I have a standard length driver, but I choke down a little on it to feel more in control. Everything else I have is 1.5-2 inches longer depending on the club and few more degrees upright (I'm not sure of the number).
wedgeguy says:
Good commentary, readers. I should share with you that even on modern drivers, a miss by 1/2" can cost 7-9% in distance, so that's why gripping down can actually give you MORE distance. A well hit driver at 43" will outdistance a 1/2-3/4" miss at 45" length. And the gain in direction control is dramatic. I just showed this to a buddy of mine yesterday afternoon during a pre-Member/Guest tune-up he wanted. Got his alignment right, and got him gripping down on the driver to keep it in the fairway. The improvement was immediate and dramatic.
wedgeguy says:
And "bjohn13", I will tell you that a good fitting will improve the golf for nearly any golfer, even if the tweaks are minor. You don't have to be a single-digit for it to pay off.
SteveS says:
@wedgeguy - Can tweaking the lie angle 1-2* really make a difference that an adjustment in your stance couldn't accomplish? Club lengths shouldn't be all that different since taller guys generally have longer arms. Isn't it about spine angle, maintaining that which is confortable and doesn't stress the back? I would guess that when anyone sets up to the ball on any given time and play that the spine angle is varying by the 1-2* that being made with the same clubhead.
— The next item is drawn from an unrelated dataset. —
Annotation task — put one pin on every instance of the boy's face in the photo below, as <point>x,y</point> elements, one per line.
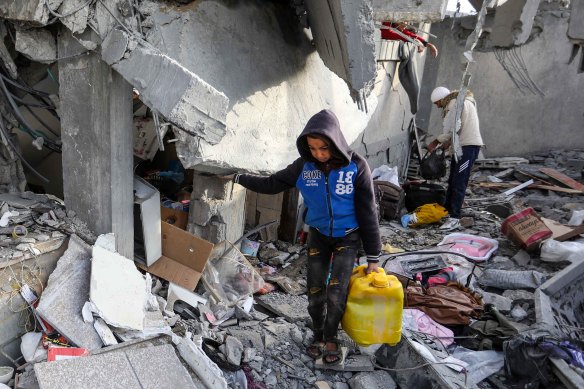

We're talking a few degrees! I don't think anyone can stand still without moving/swaying a degree or two let alone swing a golf club at 70+mph!!
Bryan K says:
Well...I was fitted for my driver over the winter, which was my first club fitting, and I'll be honest by saying that I didn't get anything out of it. The most important thing is that my swing wasn't even close to repeating. I could have swung the club 100 times without producing the same results twice. Now, after about 75 rounds with this year, I'm to the point where I might produce the same results five times out of ten. The unfortunate thing is that the five times out of ten that it repeats tend to all be in a row, but at least I know what I'm doing wrong when I miss. So perhaps my original ascertation that a single digit handicap was necessary for an accurate club fitting was a little strict, but I would think that at least a handicap in the teens would be necessary to get any kind of tangible results outside of height and shaft flex. I just don't see how a fitting could be accurate for someone without a repeating swing.
mjaber says:
I think the different levels of fitting need to be addressed. My local shop offers fitting at no charge with a new set of clubs. It's not an in-depth analysis, and they don't do the adjustments "in-house". If they determine you need something different than what is in-stock, the specs are sent to the manufacturer, and the clubs are built to the required specs. I know they don't have all the "tech" stuff (trackman, etc). It's just a guy watching your swing, with a meter on the shaft, and a board to determine lie angle. I think this is probably the best step for a higher-handicap/weekend golfer (me). The big thing for me, is that it'll get the shaft flex right, and let me get the loft angles set right.
larrynjr says:
When I decided to get into golf a few years ago, I bought a very old used set(circa 1765 Wilsons) at Good Will for about $35. It was of course a very thin blade set. What became my go to club was the 5 iron. Last year I really got into golf and bought a modern set of cavity back clubs. I figured my 5 iron would remain my favorite iron but it did not, the 7 became my go to club and finally I set my old 5 next to my new 7 and discovered they are the same length! The new 7 is almost 2 inches longer than the old 7. Now that is some serious shaft growth!